SCALANCE S615
Operating Instructions, 10/2022, C79000-G8976-C389-07
13
Security recommendations
2
To prevent unauthorized access to the device and/or network, observe the following security
recommendations.
General
•
Check the device regularly to ensure that these recommendations and/or other internal
security policies are complied with.
•
Evaluate the security of your location and use a cell protection concept with suitable
products. For more information, refer to:
Link: (
https://www.siemens.com/industrialsecurity
•
When the internal and external network are disconnected, an attacker cannot access
internal data from the outside. If possible, operate the device only within a protected
network area.
•
Use VPN to encrypt and authenticate communication from and to the devices.
•
For data transmission via a non-secure network, use an encrypted VPN tunnel (IPsec,
OpenVPN).
•
Check the user documentation of other Siemens products that are used together with the
device for additional security recommendations.
•
Using remote logging, ensure that the system protocols are forwarded to a central logging
server.

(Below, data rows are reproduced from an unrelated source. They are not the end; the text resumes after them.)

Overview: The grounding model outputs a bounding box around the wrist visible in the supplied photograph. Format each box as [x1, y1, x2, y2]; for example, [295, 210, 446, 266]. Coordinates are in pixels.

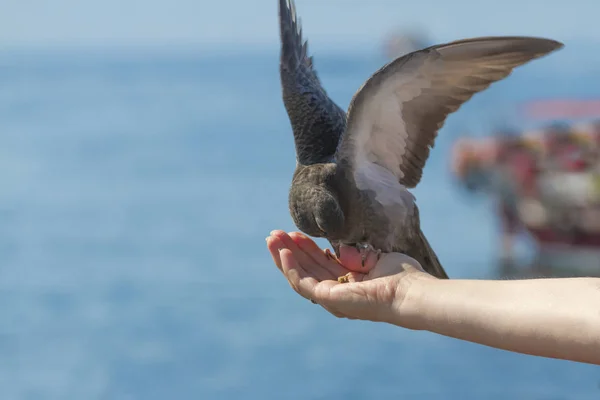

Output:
[390, 271, 439, 330]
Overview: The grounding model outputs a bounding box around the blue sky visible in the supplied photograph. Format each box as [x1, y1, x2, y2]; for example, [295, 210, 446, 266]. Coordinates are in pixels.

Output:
[0, 0, 600, 49]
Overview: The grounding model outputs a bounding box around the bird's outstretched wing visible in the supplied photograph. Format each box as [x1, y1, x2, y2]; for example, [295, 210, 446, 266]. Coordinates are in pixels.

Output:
[336, 37, 563, 188]
[279, 0, 346, 165]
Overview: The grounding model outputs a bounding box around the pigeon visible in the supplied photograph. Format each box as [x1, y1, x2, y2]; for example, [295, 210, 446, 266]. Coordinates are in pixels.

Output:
[278, 0, 563, 279]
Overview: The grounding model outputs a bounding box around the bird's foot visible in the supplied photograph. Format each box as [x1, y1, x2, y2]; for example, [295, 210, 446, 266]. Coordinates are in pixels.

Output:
[356, 243, 381, 267]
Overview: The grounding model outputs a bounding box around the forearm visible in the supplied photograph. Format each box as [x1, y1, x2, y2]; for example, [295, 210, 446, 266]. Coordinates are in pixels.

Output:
[398, 278, 600, 364]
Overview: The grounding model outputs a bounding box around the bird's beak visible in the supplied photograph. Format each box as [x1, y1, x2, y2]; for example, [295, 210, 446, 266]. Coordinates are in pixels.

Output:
[331, 242, 340, 258]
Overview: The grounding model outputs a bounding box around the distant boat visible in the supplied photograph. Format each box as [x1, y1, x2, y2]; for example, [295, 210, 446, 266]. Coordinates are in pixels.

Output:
[452, 99, 600, 273]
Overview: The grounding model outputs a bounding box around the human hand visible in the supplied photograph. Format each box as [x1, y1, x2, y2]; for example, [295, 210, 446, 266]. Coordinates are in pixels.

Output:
[267, 231, 435, 329]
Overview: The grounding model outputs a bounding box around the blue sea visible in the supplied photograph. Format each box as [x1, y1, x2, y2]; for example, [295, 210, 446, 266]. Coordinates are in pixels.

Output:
[0, 45, 600, 400]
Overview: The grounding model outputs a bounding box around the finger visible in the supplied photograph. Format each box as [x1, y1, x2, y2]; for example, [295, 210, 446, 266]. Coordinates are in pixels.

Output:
[280, 248, 319, 301]
[267, 236, 284, 272]
[289, 232, 348, 278]
[340, 244, 377, 274]
[272, 231, 337, 281]
[321, 304, 347, 318]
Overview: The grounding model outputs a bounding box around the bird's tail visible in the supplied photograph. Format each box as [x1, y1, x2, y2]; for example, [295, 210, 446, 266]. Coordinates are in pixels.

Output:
[417, 229, 449, 279]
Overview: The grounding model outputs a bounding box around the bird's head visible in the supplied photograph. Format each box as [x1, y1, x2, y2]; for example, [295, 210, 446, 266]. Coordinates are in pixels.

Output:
[289, 185, 345, 240]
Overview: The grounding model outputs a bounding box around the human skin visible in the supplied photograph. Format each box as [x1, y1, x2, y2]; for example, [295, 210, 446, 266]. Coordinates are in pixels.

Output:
[267, 231, 600, 365]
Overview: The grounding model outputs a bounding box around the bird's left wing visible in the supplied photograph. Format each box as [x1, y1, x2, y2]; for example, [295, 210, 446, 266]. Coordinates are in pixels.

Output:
[336, 37, 562, 187]
[279, 0, 346, 164]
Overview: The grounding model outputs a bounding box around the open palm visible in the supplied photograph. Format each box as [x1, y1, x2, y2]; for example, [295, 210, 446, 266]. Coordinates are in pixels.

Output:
[267, 231, 421, 322]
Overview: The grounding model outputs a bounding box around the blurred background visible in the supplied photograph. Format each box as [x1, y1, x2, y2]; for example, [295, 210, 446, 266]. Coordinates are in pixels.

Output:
[0, 0, 600, 400]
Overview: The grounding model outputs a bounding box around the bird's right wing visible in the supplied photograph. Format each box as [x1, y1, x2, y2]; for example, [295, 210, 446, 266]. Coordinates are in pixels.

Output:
[279, 0, 346, 164]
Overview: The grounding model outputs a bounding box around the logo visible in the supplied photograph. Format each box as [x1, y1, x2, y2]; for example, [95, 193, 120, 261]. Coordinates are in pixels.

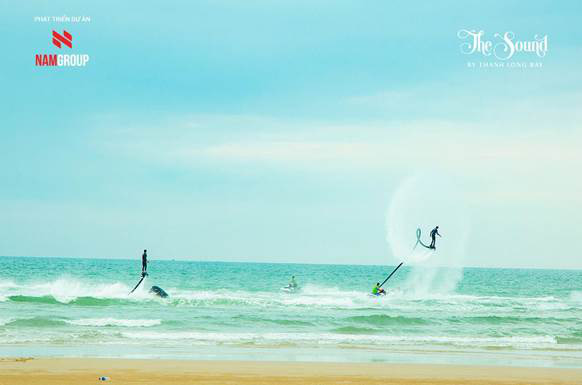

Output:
[53, 31, 73, 48]
[457, 29, 548, 68]
[34, 30, 89, 67]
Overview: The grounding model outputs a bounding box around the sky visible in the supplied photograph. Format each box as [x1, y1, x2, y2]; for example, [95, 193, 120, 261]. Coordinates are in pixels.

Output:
[0, 0, 582, 269]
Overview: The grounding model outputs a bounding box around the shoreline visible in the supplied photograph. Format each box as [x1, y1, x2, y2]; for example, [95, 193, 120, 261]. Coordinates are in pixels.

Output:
[0, 357, 582, 385]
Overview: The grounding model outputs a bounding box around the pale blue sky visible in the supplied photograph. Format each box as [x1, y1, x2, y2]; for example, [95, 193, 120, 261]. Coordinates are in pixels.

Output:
[0, 1, 582, 268]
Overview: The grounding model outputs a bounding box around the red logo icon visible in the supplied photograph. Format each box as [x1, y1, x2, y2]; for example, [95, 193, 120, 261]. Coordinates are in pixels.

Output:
[53, 30, 73, 48]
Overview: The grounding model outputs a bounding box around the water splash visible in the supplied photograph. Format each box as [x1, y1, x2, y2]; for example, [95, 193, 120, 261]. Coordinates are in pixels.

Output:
[386, 175, 468, 295]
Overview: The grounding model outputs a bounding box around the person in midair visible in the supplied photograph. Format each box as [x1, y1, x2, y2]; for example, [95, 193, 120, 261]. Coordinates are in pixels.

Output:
[429, 226, 441, 249]
[141, 250, 148, 277]
[372, 282, 386, 295]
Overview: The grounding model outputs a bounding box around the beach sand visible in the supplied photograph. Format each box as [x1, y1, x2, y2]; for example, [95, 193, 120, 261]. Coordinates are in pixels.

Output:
[0, 358, 582, 385]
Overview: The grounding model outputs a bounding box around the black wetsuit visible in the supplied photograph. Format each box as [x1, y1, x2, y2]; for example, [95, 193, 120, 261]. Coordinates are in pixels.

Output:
[141, 251, 148, 276]
[429, 227, 441, 249]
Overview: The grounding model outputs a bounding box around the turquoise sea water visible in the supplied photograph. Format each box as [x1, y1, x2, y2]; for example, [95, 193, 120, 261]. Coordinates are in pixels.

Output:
[0, 257, 582, 367]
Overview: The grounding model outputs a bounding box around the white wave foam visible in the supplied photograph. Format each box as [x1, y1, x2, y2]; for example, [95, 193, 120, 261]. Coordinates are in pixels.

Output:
[0, 277, 152, 303]
[65, 318, 162, 327]
[122, 332, 557, 349]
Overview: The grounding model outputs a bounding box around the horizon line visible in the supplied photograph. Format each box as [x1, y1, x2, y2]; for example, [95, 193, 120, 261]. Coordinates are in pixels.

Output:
[0, 255, 582, 271]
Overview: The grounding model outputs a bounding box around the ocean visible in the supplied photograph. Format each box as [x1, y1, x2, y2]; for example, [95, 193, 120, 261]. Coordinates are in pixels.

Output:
[0, 257, 582, 367]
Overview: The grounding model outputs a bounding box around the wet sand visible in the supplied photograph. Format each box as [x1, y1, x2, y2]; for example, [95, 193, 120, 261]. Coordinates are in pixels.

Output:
[0, 358, 582, 385]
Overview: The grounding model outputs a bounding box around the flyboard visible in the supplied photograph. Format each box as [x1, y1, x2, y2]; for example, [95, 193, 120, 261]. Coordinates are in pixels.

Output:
[412, 229, 434, 250]
[281, 285, 299, 293]
[128, 273, 169, 298]
[129, 273, 148, 294]
[370, 262, 404, 297]
[150, 286, 168, 298]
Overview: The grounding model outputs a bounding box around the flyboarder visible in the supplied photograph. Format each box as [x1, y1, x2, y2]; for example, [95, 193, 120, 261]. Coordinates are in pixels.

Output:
[141, 250, 148, 277]
[372, 280, 388, 295]
[428, 226, 441, 249]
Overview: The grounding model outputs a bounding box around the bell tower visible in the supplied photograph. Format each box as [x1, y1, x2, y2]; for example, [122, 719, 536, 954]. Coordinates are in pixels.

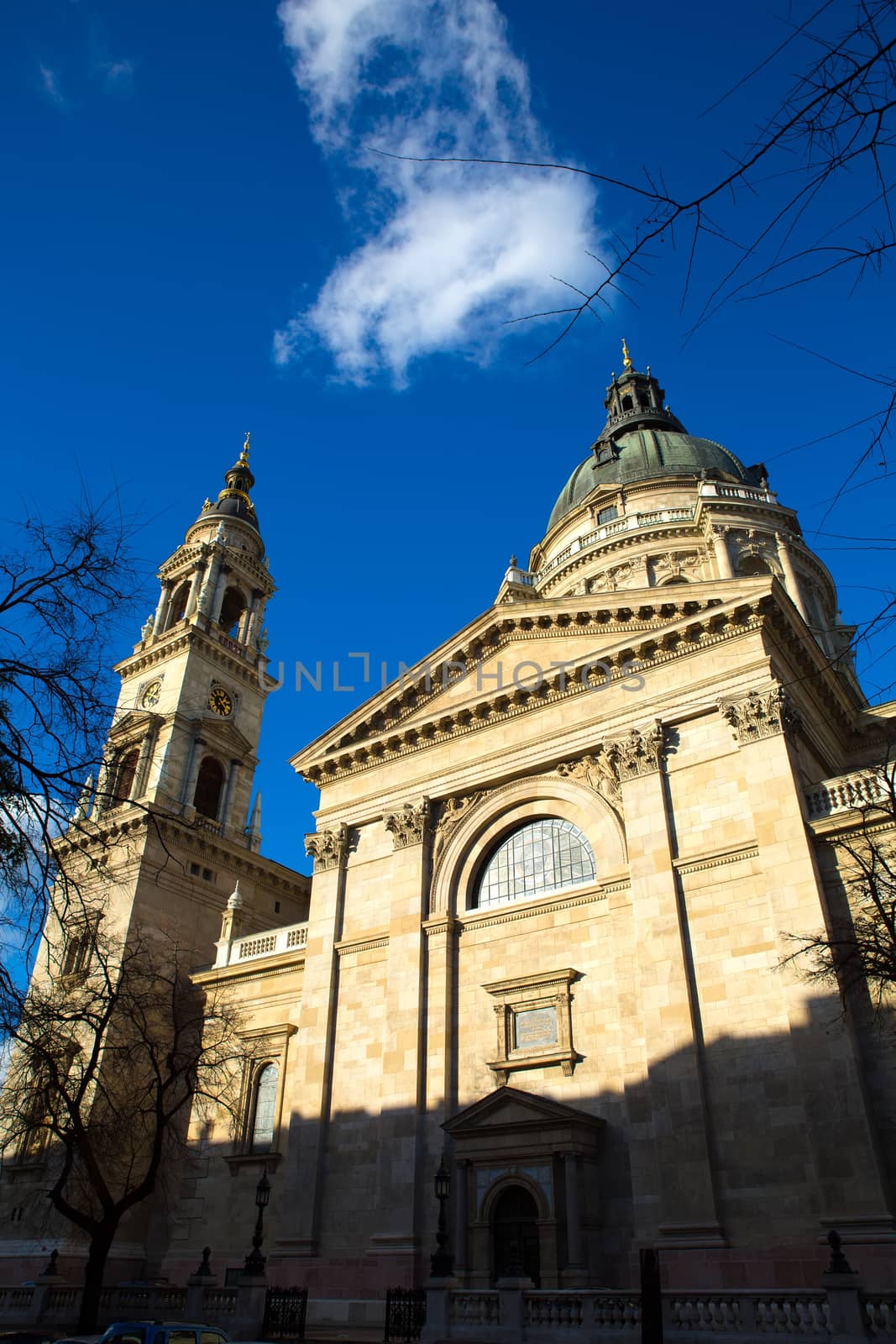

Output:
[92, 434, 275, 849]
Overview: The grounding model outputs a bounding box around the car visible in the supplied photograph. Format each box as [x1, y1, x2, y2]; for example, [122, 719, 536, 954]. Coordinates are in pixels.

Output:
[0, 1331, 60, 1344]
[98, 1321, 230, 1344]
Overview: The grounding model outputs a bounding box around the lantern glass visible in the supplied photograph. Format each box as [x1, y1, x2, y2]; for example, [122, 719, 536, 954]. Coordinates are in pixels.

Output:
[255, 1172, 270, 1208]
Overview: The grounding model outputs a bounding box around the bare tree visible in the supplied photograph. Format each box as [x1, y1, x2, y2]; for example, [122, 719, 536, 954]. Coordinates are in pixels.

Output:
[0, 916, 244, 1331]
[786, 759, 896, 1012]
[0, 500, 139, 1000]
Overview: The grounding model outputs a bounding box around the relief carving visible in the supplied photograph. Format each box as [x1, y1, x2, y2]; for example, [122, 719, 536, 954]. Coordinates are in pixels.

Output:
[605, 721, 663, 780]
[383, 798, 430, 849]
[717, 681, 800, 746]
[558, 744, 622, 816]
[305, 822, 348, 872]
[650, 549, 706, 583]
[434, 790, 485, 863]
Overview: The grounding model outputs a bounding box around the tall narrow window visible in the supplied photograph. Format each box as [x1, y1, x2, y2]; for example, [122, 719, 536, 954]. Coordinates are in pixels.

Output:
[193, 757, 224, 822]
[250, 1064, 278, 1153]
[168, 583, 190, 629]
[112, 748, 139, 802]
[217, 589, 246, 638]
[473, 817, 595, 907]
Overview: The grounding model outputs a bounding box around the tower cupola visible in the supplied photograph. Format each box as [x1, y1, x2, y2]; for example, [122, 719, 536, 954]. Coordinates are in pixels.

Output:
[600, 339, 685, 439]
[200, 434, 258, 531]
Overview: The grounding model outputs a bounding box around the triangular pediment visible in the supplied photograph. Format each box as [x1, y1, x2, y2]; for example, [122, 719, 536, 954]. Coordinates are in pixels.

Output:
[442, 1087, 605, 1138]
[291, 576, 783, 781]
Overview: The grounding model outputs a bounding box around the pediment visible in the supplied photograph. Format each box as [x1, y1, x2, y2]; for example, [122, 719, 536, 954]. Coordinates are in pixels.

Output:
[291, 576, 778, 782]
[109, 710, 161, 743]
[442, 1087, 605, 1138]
[192, 711, 253, 757]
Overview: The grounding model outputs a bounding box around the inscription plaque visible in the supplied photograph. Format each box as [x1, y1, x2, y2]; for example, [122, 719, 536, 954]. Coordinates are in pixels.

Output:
[513, 1004, 558, 1050]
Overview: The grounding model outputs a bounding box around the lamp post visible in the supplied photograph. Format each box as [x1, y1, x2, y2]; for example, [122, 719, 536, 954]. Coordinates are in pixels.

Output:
[430, 1152, 454, 1278]
[244, 1168, 270, 1278]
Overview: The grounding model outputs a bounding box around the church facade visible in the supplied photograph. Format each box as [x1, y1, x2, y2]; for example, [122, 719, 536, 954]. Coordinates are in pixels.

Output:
[2, 352, 896, 1299]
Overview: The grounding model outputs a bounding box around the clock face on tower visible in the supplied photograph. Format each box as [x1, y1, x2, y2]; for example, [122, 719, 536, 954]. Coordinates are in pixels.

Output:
[139, 681, 161, 710]
[208, 685, 233, 717]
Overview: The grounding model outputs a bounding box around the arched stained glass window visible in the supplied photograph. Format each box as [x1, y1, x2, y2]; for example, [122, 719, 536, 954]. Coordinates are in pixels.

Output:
[473, 817, 596, 909]
[250, 1064, 278, 1153]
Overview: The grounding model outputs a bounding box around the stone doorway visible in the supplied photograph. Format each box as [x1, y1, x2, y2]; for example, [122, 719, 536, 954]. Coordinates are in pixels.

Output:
[442, 1087, 603, 1289]
[491, 1185, 542, 1288]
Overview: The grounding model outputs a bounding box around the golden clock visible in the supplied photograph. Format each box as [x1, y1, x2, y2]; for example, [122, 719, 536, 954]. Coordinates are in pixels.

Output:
[139, 681, 161, 710]
[208, 685, 233, 719]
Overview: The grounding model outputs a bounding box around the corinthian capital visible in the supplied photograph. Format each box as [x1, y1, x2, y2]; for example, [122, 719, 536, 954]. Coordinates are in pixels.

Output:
[305, 824, 348, 872]
[719, 681, 800, 746]
[383, 798, 430, 849]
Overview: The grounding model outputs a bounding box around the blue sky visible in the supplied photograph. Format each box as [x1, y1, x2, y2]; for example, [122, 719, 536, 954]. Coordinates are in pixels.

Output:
[0, 0, 896, 869]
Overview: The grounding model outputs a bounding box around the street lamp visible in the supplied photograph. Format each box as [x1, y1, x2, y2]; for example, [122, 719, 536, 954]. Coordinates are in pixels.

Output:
[430, 1152, 454, 1278]
[244, 1168, 270, 1278]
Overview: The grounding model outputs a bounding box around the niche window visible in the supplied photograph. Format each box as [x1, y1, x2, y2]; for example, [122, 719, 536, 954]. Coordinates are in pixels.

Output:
[60, 925, 92, 976]
[249, 1064, 280, 1153]
[193, 757, 224, 822]
[473, 817, 596, 910]
[217, 589, 246, 640]
[112, 748, 139, 804]
[168, 582, 190, 629]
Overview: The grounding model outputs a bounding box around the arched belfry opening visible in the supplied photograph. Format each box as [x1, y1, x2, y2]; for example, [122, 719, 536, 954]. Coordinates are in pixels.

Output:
[193, 757, 224, 822]
[442, 1086, 605, 1289]
[217, 587, 246, 640]
[491, 1185, 542, 1288]
[166, 582, 190, 629]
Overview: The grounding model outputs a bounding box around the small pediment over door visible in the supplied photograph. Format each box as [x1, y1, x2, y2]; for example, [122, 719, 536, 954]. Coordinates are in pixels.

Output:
[442, 1087, 605, 1161]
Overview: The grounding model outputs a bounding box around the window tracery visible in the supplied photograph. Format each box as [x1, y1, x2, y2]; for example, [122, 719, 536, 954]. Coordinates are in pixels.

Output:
[471, 817, 596, 910]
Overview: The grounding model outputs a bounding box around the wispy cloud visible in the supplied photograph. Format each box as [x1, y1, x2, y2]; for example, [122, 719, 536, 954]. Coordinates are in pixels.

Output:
[274, 0, 596, 385]
[38, 65, 69, 108]
[99, 60, 134, 90]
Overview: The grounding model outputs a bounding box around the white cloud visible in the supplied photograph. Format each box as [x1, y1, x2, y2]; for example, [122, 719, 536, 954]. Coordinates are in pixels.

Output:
[39, 65, 69, 108]
[99, 60, 134, 89]
[274, 0, 595, 383]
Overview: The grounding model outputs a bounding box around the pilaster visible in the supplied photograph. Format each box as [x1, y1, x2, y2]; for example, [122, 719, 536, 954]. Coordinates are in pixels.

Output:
[621, 724, 724, 1246]
[274, 825, 349, 1259]
[371, 798, 432, 1278]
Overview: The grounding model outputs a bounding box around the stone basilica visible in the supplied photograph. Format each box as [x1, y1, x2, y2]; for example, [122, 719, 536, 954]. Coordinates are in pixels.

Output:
[0, 352, 896, 1299]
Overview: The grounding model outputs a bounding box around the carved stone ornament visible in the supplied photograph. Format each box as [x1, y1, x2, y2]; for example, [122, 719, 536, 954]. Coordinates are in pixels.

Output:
[434, 790, 485, 862]
[650, 549, 706, 583]
[383, 798, 430, 849]
[558, 744, 622, 813]
[603, 721, 663, 780]
[719, 681, 800, 746]
[305, 822, 348, 872]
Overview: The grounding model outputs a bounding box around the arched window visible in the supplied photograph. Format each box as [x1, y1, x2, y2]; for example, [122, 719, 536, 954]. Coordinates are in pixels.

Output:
[473, 817, 596, 909]
[193, 757, 224, 822]
[737, 555, 773, 580]
[112, 748, 139, 802]
[168, 582, 190, 629]
[249, 1064, 280, 1153]
[217, 589, 246, 638]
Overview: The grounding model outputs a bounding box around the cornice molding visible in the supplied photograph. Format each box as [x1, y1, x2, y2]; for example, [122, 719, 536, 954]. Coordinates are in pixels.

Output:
[672, 844, 759, 878]
[305, 824, 349, 872]
[717, 681, 802, 746]
[300, 593, 775, 785]
[333, 932, 390, 957]
[383, 798, 432, 849]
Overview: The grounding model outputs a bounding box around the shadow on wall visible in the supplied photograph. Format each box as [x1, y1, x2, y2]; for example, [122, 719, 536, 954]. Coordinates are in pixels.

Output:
[0, 986, 896, 1299]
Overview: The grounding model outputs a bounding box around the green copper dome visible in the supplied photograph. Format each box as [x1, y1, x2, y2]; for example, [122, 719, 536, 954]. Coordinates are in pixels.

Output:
[548, 428, 748, 531]
[548, 357, 757, 531]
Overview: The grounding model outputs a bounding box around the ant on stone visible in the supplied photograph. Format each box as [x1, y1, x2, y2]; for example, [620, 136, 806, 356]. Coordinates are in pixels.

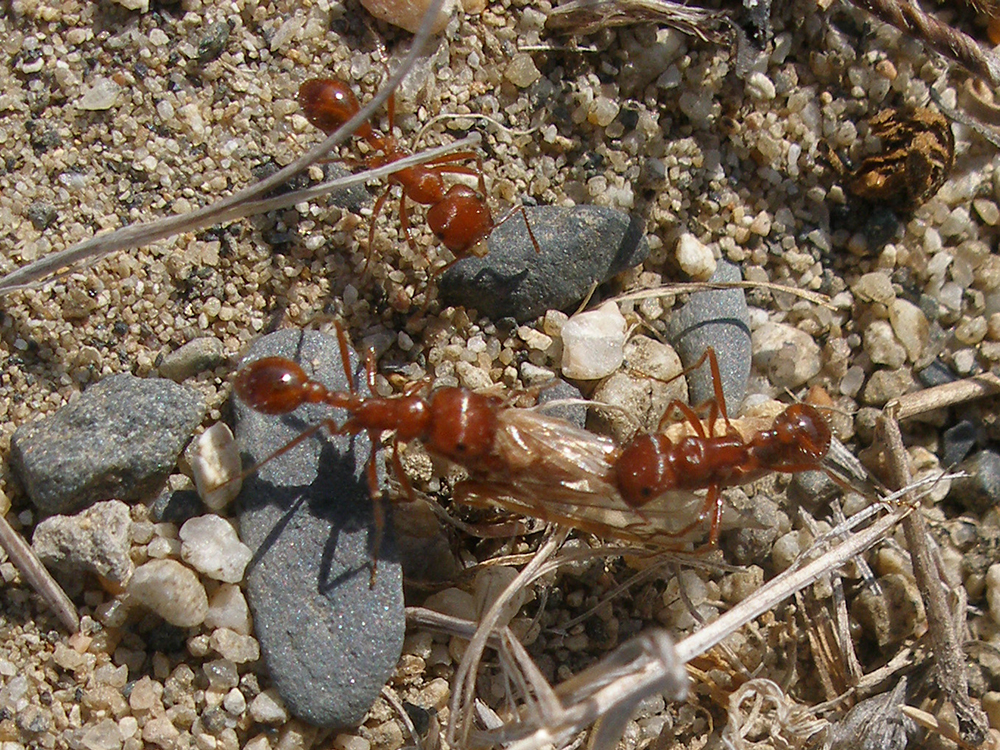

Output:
[298, 78, 541, 275]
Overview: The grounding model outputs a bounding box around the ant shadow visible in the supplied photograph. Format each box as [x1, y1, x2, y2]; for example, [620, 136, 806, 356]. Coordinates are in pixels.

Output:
[235, 330, 398, 596]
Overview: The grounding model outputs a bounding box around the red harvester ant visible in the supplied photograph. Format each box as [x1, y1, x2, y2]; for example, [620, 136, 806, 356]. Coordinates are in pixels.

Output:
[615, 347, 832, 546]
[298, 78, 541, 275]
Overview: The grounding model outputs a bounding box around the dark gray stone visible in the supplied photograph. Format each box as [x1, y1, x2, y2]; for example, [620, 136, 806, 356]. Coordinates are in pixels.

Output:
[235, 330, 404, 727]
[538, 378, 587, 429]
[669, 261, 753, 416]
[948, 451, 1000, 513]
[440, 206, 649, 323]
[941, 419, 977, 467]
[11, 373, 205, 513]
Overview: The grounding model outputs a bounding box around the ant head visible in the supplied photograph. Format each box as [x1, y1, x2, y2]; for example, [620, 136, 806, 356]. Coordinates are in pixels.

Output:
[427, 388, 497, 463]
[233, 357, 325, 414]
[298, 78, 371, 138]
[774, 404, 833, 460]
[615, 434, 676, 508]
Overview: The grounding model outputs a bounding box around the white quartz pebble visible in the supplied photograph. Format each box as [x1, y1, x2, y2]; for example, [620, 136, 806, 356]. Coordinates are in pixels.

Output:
[128, 560, 208, 628]
[180, 514, 253, 583]
[190, 422, 243, 510]
[676, 232, 716, 281]
[562, 302, 626, 380]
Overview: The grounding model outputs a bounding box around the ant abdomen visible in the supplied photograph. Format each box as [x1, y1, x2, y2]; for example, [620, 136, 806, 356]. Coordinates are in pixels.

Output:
[754, 404, 833, 465]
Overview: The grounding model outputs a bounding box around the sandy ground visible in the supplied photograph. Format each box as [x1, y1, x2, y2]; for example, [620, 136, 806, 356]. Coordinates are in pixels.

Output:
[0, 0, 1000, 750]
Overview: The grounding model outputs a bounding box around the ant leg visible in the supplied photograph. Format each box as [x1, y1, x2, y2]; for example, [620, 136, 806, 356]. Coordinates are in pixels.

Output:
[702, 484, 722, 547]
[399, 190, 418, 252]
[361, 185, 392, 276]
[670, 484, 722, 549]
[656, 398, 708, 438]
[236, 419, 342, 486]
[392, 439, 417, 503]
[336, 320, 355, 393]
[493, 206, 542, 255]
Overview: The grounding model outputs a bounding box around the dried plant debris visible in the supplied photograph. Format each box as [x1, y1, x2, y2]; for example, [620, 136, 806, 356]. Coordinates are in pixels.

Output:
[847, 107, 955, 212]
[829, 678, 921, 750]
[851, 0, 1000, 86]
[545, 0, 729, 43]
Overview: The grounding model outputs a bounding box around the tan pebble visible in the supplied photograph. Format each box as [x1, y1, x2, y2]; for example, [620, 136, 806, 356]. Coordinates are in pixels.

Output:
[503, 52, 542, 89]
[128, 560, 208, 628]
[188, 422, 243, 510]
[361, 0, 455, 34]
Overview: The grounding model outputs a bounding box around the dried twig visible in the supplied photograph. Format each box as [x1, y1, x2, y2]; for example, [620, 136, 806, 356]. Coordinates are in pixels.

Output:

Make sure that the server is within the protected network and check the protocols
regularly for potential security violations or vulnerabilities.
Authentication
Note
Accessibility risk - Risk of data loss
Do not lose the passwords for the device. Access to the device can only be restored by
resetting the device to factory settings which completely removes all configuration data.
•
Replace the default passwords for all user accounts, access modes and applications (if
applicable) before you use the device.
•
Define rules for the assignment of passwords.
•
Use passwords with a high password strength. Avoid weak passwords, (e.g. password1,
123456789, abcdefgh) or recurring characters (e.g. abcabc).
This recommendation also applies to symmetrical passwords/keys configured on the
device.
•
Make sure that passwords are protected and only disclosed to authorized personnel.